Reluctance to finish my meals, leaving behind little bits that would wander into the fridge and never come out again. Sticking to appetizers
at American restaurants because entries were monstrosities. "Kriegskind" gave me permission to laugh at my quirks, at being stuck in the past, at my mother's table.
Of course, I had to come to Kriegskind's defense. It wasn't a question of
the ur-German "anal" affliction, the stingy withholding of gratification. If I waited until lunchtime for my first cup of coffee, it was because I could
look forward to it all morning. A different pleasure principle was at work, I argued: an attachment to a period of deprivation when every bite of
food was a miracle. Kriegskind rememberd what it was like shortly after the War, during the Berlin Blockade, when none of us kids on my street
had any candy. In the harsh Berlin winter, we'd run around with a slice of lemon glued to the back of our hand that we licked like a lollipop. If we
were lucky our mothers would allow us to dip our lemon sliver into sugar once or twice. In spring and summer, we´d suck tiny bits of nectar out of
the flowers of Acacia trees. We'd hunt for wild cherries, for any berry bush that wasn't fenced in. In the fall we'd chew on sun flower seeds and
cracked the triangular seeds of beech tress with our teeth. A piece of chocolate, a gummi bear or a caramel were rare and extraordinary
treasures. I remember what my grandfather brought home from the Black Market in his big brown leather bag: the first banana, the spiky
hedgehog of the first pineapple. And finally the first candy that could not be swallowed -- a chewing gum. I remember a winter day when my
mother joined my sister and me at the window. We were watching snowflakes through small holes we were breathing into the ice flowers
covering the pane. My mother carefully cut a bright ball of fruit into quarters on a plate. She handed us our first taste of an orange, saying in a
voice that I never forgot, "Every drop is precious..."
Food as treasure and adventure, food that appears as if by magic has followed me through my bohemian years in Paris, when I gleaned the
market for overripe fruit and wilted vegetables in the crates left behind for the garbage trucks, or negotiated for yesterday's bread at the bakery.

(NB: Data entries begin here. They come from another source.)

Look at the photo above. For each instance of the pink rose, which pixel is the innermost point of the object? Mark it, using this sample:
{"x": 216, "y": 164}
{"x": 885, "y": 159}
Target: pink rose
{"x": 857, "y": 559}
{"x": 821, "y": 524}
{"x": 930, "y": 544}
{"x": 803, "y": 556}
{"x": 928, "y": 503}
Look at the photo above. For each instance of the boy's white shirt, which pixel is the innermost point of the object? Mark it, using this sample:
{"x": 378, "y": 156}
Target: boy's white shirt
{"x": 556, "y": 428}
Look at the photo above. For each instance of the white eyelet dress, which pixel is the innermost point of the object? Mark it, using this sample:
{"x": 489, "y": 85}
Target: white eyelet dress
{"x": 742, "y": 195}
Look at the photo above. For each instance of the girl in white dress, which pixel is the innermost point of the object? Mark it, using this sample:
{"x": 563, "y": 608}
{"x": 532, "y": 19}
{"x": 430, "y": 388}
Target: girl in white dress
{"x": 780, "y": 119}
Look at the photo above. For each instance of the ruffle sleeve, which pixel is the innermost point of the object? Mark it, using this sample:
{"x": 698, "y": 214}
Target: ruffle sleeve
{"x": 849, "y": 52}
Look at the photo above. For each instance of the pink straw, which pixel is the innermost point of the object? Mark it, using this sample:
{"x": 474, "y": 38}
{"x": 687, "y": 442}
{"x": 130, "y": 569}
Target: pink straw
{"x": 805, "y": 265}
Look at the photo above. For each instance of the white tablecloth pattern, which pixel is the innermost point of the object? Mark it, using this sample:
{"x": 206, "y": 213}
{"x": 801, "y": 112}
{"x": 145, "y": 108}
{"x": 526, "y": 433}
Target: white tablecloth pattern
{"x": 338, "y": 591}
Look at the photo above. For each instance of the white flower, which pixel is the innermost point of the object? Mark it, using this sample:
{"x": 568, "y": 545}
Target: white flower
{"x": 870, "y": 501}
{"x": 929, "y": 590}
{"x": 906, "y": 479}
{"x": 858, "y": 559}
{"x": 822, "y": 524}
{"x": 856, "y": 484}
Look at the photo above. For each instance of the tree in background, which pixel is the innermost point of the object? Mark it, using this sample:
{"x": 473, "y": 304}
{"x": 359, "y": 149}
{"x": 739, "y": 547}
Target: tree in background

The wild berries or hazelnuts that I usually detect on my walks in the countryside and collect (a capacity that drove most of my lovers to
distraction), the corn husk snatched from a field, or even the few cherry tomatoes grown in a pot at my kitchen window, remain some of my
favorite foods. Thanks to some powerful women, my mother, my Paris mentor, my Jewish-American lover, my food paradox is alive and
well. I am able to enjoy a guilt-free feast, but am still holding out for a whiff of the miraculous. My frugality, I used to tell Kim, is a loyalty, a
nostalgia for my Berlin childhood, a search for lost time. In short, a romance.